A love so strong, it overpowers the natural instincts of self-interest, self-preservation, and pride…a love so precious, it’s fought to be kept

What would it take for us to love like the people we read about in Bibles & biographies? What do we need in order to live in a way that makes our love more than merely emotional, but visible, so that the whole world sees it, and “knows that we are Christ’s disciples”? Is love like this even possible for people like you and me, or is it only given to guys like Paul & James?

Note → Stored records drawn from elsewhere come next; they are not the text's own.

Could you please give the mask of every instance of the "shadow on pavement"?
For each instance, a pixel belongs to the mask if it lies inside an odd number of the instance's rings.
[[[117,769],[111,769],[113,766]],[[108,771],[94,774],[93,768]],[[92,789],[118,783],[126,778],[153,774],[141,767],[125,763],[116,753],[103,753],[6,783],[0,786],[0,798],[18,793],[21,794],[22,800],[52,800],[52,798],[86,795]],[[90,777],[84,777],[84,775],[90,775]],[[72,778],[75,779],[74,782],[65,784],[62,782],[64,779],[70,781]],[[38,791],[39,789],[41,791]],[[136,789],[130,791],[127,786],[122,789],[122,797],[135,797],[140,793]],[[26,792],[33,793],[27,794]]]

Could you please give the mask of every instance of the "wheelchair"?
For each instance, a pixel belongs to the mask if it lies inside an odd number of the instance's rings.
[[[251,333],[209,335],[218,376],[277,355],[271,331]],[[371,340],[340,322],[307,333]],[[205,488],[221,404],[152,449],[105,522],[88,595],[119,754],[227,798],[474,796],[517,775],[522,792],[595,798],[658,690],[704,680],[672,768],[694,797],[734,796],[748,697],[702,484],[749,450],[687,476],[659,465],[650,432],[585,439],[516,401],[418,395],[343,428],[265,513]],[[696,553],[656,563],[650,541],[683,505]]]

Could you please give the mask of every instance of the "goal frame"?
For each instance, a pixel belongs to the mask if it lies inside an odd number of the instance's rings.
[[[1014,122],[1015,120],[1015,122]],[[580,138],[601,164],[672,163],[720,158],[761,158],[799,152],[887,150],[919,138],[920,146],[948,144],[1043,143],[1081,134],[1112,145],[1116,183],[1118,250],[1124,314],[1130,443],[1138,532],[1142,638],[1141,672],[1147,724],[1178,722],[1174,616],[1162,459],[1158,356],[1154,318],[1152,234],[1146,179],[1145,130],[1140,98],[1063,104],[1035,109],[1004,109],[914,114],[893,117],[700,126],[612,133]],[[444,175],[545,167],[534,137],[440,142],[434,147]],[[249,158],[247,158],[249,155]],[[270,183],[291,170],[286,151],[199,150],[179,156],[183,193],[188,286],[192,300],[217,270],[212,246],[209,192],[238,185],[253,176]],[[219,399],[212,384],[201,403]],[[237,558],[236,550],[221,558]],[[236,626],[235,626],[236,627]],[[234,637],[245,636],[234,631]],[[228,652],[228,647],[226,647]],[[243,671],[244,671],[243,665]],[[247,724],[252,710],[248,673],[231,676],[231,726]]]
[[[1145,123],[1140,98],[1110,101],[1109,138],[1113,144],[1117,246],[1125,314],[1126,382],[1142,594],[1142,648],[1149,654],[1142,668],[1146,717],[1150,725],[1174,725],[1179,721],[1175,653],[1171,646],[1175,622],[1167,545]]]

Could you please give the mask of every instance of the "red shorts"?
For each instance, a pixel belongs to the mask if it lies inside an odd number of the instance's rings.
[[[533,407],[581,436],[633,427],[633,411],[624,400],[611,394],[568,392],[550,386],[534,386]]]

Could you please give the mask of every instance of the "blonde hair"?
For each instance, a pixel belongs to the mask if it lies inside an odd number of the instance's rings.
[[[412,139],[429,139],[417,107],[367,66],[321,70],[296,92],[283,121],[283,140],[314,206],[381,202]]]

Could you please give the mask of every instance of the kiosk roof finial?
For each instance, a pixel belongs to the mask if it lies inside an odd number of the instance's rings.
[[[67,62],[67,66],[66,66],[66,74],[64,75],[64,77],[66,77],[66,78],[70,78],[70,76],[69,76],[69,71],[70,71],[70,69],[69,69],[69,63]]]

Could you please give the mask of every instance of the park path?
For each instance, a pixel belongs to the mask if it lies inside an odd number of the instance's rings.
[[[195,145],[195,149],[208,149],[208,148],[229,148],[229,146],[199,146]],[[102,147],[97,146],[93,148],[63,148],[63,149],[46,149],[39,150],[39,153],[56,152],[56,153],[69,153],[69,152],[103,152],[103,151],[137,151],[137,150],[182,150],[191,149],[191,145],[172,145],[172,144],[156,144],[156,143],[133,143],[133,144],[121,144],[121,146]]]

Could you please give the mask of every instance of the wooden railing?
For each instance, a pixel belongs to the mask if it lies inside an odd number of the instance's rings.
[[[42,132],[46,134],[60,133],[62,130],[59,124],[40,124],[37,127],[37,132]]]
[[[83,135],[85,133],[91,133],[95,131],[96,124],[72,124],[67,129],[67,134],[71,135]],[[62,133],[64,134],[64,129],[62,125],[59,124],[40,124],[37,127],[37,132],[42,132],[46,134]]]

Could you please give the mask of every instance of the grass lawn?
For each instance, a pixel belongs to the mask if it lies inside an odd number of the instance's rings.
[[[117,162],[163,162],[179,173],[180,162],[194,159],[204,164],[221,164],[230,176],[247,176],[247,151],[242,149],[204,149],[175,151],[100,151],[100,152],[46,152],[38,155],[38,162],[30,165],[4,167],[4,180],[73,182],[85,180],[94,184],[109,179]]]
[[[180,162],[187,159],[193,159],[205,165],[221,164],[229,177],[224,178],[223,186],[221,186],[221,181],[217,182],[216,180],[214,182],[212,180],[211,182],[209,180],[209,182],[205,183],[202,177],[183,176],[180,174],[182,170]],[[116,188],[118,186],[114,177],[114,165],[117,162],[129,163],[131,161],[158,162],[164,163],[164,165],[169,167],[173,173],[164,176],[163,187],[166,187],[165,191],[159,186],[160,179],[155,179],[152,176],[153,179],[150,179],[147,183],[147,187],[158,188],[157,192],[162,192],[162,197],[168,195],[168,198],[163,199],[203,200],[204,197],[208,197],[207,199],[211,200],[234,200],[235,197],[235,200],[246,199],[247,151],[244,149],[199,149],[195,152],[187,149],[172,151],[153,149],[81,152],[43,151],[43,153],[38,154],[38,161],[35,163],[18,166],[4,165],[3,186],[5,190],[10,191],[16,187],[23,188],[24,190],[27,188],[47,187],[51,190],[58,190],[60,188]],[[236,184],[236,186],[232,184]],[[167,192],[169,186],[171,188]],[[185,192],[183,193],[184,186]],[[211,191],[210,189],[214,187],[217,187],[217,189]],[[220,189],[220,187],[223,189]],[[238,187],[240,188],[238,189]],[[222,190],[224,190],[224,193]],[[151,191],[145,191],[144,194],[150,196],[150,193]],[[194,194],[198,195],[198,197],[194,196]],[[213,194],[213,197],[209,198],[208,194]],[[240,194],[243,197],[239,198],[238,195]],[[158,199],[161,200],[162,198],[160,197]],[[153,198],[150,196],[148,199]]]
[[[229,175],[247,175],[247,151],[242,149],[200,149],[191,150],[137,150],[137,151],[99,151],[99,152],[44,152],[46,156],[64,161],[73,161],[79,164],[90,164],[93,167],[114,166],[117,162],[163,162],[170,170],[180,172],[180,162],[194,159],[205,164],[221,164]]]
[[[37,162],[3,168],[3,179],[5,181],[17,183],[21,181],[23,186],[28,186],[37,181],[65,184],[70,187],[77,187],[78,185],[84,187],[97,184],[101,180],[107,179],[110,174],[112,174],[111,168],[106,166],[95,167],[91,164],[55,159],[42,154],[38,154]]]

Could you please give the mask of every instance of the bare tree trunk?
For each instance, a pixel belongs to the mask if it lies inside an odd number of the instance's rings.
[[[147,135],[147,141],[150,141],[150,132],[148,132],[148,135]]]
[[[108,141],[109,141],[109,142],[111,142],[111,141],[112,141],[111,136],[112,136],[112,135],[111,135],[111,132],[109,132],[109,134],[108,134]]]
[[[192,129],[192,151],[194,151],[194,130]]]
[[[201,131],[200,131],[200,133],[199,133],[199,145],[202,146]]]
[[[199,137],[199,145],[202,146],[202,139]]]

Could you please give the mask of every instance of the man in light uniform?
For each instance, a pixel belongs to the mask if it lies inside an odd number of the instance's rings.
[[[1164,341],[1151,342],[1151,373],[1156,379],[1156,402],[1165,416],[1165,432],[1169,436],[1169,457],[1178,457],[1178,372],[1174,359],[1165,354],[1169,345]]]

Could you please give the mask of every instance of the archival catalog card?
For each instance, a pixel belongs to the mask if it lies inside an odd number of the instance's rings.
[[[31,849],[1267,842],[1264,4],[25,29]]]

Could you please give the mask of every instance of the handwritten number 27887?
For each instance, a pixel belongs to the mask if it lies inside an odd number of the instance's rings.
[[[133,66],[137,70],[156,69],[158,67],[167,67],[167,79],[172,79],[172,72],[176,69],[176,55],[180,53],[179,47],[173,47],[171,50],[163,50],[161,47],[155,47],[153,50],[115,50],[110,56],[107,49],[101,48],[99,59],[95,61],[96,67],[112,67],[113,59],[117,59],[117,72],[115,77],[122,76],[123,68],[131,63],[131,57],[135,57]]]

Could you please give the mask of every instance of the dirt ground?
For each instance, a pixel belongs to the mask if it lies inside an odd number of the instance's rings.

Be assured, it’s not God’s desire that love be withheld from anyone. He doesn’t have a limited supply from which He rations it out only to His favorites. Love like this is available to anybody, in great measure, but it comes at a cost. Real love is expensive. Very expensive. Love like this requires becoming the target of animosity & attack. It will mean suffering injustice, receiving opposition, & enduring persecution. And for that to happen, we’ll need the help of our enemies. We can’t do this without them. If you have no real enemies, it’s impossible to fulfill Christ’s command to love them. And if you only love Jesus secretly, you’ll never have any real enemies. This is where it all begins. Only when we’re hated by the world for our undying, undeniably visible love toward Christ will we have a chance to love like this.

Therefore: Love Jesus passionately, and love your enemies unflinchingly

(And don’t blame serotonin for what happens next).